The devastating impacts of armed conflict extend well beyond the immediate physical damage and suffering experienced by civilians. The economic disruption caused by armed conflict exerts a significant burden not only on the economies of affected nations but also on adjacent regions and global markets. Such a financial strain often leads to a halt in investment and trade, which can negatively impact a nation’s ability to rebound from conflict and foster resiliency post-conflict.
Inadequate access to economic opportunities is often a root cause of armed conflict. The lack of such opportunities can lead to a perception of disenfranchisement and resentment amongst certain groups, which can motivate them to seek independence from or redress against a state. In addition, the opportunity to control valuable economic resources may be a driving force behind armed conflict. For example, in Sierra Leone, where the armed conflict was largely fueled by diamonds, rebels and government forces alike sold future exploitation rights to foreign companies for substantial sums of money.
Moreover, many states, particularly those on the far right of the political spectrum, provide support for armed conflict by asserting that it is a natural right of a powerful state to claim whatever territory it wishes from weaker countries. These views, along with those of some centrist, capitalist world leaders, have led to the widespread view that armed conflict is an acceptable means of addressing geopolitical issues and advancing economic prosperity.

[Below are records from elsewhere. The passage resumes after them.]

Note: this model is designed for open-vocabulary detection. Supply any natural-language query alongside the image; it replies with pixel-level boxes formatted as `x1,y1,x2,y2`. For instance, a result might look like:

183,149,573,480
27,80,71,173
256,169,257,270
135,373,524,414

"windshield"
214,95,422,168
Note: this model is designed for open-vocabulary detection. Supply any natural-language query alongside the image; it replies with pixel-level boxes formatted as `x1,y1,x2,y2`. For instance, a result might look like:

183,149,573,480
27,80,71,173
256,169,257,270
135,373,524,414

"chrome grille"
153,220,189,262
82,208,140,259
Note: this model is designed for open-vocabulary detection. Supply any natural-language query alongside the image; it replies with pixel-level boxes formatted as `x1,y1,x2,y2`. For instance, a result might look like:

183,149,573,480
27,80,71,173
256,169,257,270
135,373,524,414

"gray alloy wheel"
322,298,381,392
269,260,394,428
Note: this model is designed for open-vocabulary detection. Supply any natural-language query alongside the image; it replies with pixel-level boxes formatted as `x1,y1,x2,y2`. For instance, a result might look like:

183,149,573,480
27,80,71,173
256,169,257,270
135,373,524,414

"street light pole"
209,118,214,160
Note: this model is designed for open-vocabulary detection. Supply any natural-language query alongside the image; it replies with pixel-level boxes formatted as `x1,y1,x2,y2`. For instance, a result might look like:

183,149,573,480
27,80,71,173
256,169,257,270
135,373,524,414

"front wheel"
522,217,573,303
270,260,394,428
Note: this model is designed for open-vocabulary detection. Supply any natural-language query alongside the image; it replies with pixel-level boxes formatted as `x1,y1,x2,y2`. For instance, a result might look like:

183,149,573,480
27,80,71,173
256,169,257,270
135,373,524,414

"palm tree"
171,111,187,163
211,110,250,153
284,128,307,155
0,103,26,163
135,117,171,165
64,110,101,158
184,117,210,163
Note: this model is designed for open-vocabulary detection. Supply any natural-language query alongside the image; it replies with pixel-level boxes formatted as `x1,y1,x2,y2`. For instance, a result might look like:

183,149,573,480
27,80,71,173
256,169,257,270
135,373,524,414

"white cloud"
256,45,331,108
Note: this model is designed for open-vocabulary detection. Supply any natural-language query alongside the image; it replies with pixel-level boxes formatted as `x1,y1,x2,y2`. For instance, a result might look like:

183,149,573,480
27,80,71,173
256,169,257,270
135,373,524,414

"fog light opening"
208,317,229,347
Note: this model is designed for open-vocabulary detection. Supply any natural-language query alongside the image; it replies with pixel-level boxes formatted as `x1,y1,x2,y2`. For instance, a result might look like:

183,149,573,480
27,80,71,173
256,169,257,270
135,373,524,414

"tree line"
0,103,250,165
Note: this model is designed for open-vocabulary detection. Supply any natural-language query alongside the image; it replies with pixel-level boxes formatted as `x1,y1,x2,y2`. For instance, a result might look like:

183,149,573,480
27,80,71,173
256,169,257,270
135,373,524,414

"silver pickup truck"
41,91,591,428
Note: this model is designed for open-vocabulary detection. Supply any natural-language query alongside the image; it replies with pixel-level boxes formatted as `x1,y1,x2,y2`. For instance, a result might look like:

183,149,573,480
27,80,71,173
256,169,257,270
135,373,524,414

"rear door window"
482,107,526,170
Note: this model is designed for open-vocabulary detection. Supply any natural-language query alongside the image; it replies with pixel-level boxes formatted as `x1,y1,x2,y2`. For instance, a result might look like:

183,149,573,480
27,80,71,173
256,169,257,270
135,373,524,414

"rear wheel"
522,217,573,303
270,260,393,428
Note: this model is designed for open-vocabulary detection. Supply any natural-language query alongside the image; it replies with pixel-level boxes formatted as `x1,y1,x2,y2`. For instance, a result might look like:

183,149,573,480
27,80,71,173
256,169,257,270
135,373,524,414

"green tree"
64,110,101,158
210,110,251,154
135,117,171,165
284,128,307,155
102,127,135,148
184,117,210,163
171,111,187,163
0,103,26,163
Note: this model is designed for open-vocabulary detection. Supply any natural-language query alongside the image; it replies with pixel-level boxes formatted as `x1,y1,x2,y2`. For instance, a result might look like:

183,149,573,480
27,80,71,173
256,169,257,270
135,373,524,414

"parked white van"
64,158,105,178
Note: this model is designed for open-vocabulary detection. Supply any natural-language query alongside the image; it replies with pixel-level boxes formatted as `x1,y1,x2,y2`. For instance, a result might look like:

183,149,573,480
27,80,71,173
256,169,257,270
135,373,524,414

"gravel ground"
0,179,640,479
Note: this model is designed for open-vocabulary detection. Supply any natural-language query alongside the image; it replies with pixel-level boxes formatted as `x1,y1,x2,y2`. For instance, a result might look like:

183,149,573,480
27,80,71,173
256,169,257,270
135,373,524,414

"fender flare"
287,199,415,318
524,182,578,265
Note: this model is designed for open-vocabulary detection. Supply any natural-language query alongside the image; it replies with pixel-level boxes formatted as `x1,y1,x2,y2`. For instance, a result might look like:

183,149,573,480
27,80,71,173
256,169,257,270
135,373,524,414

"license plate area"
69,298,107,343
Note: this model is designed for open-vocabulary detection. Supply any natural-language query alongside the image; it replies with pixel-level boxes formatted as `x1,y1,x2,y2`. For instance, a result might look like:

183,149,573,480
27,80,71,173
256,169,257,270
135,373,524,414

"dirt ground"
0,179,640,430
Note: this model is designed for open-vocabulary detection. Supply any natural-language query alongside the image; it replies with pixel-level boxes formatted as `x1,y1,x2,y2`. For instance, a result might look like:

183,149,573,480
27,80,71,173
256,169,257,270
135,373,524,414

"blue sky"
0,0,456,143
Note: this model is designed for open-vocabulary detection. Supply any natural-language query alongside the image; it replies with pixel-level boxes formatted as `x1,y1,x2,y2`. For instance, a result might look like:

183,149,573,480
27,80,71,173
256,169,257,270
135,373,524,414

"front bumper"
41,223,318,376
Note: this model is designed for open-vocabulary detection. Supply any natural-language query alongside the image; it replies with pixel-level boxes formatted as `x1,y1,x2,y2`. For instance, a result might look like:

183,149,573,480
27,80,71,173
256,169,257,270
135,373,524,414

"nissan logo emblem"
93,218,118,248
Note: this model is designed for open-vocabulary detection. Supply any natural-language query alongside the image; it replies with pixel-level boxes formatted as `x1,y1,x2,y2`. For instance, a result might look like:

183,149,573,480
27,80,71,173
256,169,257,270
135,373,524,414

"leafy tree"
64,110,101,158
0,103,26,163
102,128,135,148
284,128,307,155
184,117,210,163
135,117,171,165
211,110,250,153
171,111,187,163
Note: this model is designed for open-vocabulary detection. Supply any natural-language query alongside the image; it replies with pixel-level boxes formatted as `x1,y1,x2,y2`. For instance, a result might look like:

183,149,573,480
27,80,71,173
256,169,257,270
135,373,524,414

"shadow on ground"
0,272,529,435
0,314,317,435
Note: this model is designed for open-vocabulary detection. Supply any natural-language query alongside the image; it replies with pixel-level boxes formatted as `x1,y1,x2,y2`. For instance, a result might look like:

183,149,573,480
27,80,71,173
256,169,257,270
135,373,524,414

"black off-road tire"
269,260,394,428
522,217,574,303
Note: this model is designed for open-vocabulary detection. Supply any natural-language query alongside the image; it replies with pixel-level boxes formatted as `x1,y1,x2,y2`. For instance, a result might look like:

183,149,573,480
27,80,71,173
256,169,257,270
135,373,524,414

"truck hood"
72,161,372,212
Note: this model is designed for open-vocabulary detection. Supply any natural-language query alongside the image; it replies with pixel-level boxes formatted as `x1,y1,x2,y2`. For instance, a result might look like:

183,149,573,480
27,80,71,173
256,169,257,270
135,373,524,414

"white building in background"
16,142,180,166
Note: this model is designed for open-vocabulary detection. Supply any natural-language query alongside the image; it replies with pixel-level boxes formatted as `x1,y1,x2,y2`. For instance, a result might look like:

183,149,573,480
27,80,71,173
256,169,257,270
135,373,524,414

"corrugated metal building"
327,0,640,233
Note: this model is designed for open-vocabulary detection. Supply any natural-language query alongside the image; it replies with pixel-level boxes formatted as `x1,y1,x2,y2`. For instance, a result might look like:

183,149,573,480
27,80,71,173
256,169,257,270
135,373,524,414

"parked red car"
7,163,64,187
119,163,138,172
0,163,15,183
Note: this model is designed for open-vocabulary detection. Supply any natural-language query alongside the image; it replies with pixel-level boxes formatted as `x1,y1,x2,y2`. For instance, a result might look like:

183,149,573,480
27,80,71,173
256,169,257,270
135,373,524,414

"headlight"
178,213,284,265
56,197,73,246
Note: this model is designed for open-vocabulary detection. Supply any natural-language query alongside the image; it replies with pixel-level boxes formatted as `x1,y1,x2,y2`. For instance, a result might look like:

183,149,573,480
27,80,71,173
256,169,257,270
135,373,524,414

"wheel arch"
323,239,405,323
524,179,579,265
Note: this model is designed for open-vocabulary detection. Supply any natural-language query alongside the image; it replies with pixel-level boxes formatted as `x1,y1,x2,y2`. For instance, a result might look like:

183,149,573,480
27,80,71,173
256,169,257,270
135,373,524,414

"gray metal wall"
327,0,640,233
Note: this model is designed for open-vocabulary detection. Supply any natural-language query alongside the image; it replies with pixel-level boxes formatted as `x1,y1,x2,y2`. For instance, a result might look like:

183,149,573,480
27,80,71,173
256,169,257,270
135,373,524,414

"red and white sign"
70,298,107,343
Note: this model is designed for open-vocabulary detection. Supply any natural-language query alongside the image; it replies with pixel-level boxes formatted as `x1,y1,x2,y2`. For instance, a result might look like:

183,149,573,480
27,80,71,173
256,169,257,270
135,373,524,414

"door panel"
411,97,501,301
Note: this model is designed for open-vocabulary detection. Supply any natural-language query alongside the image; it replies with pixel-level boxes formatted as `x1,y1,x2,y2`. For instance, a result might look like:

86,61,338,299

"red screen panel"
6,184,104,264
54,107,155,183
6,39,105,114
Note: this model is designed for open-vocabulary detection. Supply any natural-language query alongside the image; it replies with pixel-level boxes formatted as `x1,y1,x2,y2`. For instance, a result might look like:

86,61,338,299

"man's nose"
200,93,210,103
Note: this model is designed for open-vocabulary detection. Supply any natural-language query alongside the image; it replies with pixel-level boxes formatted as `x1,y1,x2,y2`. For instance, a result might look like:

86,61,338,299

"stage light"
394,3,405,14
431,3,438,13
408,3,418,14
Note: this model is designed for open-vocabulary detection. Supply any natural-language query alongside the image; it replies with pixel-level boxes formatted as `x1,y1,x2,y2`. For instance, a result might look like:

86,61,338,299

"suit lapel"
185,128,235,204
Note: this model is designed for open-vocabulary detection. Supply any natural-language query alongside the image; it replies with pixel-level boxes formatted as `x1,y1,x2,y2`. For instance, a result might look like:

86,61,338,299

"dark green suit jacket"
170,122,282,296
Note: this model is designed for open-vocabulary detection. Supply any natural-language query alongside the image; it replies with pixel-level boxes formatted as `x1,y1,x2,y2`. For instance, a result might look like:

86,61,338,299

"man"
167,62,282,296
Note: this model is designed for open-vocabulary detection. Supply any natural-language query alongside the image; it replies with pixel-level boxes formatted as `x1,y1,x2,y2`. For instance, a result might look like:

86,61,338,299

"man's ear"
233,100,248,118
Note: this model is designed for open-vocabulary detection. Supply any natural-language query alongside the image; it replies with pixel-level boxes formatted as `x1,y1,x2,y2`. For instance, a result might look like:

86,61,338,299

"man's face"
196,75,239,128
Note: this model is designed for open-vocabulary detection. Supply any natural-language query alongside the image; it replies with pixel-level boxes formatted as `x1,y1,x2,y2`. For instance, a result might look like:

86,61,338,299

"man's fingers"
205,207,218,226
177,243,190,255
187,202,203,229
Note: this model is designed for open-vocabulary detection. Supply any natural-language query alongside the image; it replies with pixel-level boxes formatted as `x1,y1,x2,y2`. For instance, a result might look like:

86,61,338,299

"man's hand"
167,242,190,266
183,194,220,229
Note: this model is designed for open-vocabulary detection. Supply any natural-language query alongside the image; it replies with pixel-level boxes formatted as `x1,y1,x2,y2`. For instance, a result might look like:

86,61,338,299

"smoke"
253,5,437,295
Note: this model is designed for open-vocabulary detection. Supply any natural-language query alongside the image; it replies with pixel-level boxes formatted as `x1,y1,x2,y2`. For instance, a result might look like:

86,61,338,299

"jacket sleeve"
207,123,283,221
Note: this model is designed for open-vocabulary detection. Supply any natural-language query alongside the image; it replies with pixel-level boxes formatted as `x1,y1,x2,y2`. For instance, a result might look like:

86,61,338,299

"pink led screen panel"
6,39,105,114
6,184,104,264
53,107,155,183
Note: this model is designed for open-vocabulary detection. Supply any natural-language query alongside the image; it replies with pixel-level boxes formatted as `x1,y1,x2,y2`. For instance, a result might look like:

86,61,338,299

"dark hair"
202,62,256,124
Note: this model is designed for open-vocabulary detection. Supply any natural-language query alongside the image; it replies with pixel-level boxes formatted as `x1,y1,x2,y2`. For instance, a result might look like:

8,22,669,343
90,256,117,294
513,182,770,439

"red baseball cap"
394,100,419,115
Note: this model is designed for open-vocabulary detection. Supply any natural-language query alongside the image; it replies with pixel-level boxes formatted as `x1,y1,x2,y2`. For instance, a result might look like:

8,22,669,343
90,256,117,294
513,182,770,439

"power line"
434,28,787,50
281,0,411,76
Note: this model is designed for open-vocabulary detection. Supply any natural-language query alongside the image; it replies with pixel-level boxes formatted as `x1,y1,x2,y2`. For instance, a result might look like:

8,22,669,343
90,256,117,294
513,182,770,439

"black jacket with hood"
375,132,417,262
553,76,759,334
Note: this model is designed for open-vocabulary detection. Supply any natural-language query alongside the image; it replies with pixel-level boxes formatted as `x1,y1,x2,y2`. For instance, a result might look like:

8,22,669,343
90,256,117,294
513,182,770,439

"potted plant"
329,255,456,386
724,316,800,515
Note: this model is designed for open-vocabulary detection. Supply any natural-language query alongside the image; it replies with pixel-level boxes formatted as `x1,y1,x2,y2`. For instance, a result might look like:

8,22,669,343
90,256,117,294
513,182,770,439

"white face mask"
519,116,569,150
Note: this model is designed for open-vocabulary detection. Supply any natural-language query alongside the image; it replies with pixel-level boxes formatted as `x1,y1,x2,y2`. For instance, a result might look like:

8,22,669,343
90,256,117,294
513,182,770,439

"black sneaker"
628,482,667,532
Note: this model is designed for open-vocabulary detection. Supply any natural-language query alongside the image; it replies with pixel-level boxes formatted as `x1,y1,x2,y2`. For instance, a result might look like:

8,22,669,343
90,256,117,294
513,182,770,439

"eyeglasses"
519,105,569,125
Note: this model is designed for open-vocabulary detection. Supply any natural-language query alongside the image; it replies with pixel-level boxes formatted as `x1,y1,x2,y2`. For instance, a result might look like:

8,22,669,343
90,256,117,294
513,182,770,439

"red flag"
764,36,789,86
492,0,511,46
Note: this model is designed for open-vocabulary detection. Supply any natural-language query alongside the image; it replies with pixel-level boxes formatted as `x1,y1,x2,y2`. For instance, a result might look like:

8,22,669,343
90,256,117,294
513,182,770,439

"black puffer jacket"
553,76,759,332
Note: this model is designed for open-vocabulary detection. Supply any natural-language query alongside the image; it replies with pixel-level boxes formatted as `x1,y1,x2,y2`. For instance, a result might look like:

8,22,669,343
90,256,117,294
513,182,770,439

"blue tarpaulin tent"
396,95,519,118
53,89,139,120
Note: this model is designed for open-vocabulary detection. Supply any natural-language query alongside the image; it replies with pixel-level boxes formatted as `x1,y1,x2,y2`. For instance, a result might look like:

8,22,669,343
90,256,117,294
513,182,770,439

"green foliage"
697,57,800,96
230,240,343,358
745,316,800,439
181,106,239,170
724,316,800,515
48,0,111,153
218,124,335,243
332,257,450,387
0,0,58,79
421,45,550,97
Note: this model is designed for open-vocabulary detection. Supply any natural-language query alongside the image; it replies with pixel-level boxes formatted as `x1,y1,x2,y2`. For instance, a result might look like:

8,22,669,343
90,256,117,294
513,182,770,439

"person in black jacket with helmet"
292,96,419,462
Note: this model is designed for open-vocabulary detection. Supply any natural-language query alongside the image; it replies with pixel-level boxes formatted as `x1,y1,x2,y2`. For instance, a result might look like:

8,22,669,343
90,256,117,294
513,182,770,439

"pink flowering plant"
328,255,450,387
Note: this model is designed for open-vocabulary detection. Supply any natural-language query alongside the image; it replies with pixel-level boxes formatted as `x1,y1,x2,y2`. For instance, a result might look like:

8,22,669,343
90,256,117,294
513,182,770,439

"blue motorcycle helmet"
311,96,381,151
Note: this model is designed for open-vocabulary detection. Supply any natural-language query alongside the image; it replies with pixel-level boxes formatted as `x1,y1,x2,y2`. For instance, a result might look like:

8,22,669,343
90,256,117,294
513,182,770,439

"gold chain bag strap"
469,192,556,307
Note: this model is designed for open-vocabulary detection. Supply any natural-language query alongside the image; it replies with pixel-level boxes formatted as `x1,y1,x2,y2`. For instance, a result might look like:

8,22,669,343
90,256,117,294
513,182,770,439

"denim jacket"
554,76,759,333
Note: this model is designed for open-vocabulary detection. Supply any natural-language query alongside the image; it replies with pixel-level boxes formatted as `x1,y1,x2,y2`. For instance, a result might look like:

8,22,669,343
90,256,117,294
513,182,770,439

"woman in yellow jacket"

The legal definition of armed conflict in international humanitarian law – articulated in Article 3 of the 1949 Geneva Conventions – is wide-ranging and intentionally broad, so that States cannot try to deny its applicability by claiming that they are only engaged in a police action rather than a war (see Commentary on the First Geneva Convention). Additionally, armed conflicts are defined as any dispute between two or more States in which a resort to armed force has taken place.